Clay Raises $100M at $3.1B Valuation

▼ Summary
– Clay, a sales automation startup, raised a $100 million Series C at a $3.1 billion valuation led by CapitalG.
– The funding follows a $1.25 billion Series B six months ago and a $1.5 billion Sequoia-led tender offer for employee shares.
– Total funding now stands at $204 million, with participation from existing investors and new backer Sapphire Ventures.
– The 8-year-old company provides AI-powered tools for sales and marketing, serving clients like OpenAI and Canva.
– CEO Kareem Amin projects $100 million in revenue by year-end, tripling last year’s revenue.
Sales automation platform Clay has secured $100 million in fresh funding, pushing its valuation to an impressive $3.1 billion.
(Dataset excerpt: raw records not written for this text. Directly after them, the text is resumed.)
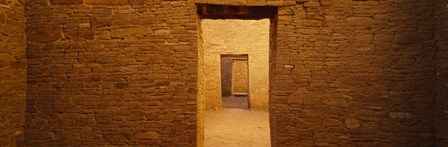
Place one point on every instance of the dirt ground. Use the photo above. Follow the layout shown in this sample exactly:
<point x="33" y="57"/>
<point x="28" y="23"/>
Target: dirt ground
<point x="237" y="128"/>
<point x="235" y="102"/>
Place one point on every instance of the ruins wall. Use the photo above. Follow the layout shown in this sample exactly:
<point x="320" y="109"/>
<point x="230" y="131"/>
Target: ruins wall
<point x="12" y="72"/>
<point x="441" y="101"/>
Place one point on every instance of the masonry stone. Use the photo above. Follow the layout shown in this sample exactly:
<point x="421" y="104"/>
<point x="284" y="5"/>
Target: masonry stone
<point x="125" y="72"/>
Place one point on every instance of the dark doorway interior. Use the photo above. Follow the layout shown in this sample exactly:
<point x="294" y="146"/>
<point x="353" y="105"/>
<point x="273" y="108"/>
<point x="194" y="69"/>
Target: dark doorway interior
<point x="230" y="98"/>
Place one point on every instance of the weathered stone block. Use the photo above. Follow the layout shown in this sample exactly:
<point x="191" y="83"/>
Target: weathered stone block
<point x="107" y="2"/>
<point x="148" y="135"/>
<point x="65" y="2"/>
<point x="32" y="2"/>
<point x="352" y="123"/>
<point x="359" y="21"/>
<point x="137" y="2"/>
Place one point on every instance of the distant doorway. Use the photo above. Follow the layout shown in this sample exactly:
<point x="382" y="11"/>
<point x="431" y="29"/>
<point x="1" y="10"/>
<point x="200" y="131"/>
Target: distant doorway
<point x="235" y="81"/>
<point x="235" y="30"/>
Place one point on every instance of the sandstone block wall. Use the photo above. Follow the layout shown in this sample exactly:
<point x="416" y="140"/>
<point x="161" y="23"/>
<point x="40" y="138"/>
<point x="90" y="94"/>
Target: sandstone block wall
<point x="441" y="101"/>
<point x="111" y="72"/>
<point x="346" y="73"/>
<point x="12" y="72"/>
<point x="236" y="37"/>
<point x="354" y="73"/>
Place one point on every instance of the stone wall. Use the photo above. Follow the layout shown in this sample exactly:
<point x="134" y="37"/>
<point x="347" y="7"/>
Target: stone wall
<point x="111" y="72"/>
<point x="357" y="73"/>
<point x="12" y="72"/>
<point x="236" y="37"/>
<point x="441" y="103"/>
<point x="105" y="72"/>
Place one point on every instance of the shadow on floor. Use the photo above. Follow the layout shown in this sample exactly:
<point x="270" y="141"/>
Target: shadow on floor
<point x="240" y="102"/>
The Series C round was spearheaded by Alphabet’s growth fund, CapitalG, validating earlier reports about the company’s fundraising efforts.
This latest injection of capital comes just six months after Clay’s $1.25 billion Series B and follows a separate $1.5 billion secondary offering facilitated by Sequoia Capital. That earlier deal provided liquidity for employees by allowing them to sell portions of their equity. With the new funding, Clay’s total raised now stands at $204 million.
Longtime supporters including Meritech Capital, Sequoia Capital, and First Round Capital doubled down on their investments, while Sapphire Ventures joined as a new participant. Founded eight years ago, Clay specializes in AI-driven tools designed to streamline workflows for sales and marketing teams. Its client roster features high-profile names like OpenAI, Anthropic, and Canva, showcasing its appeal to cutting-edge tech firms.
CEO Kareem Amin revealed the company is on track to hit $100 million in annual revenue, a threefold increase from the previous year. The rapid growth underscores Clay’s ability to capitalize on the booming demand for automation solutions in competitive industries. With fresh capital and expanding revenue, the company appears well-positioned to scale its operations and refine its AI-powered offerings.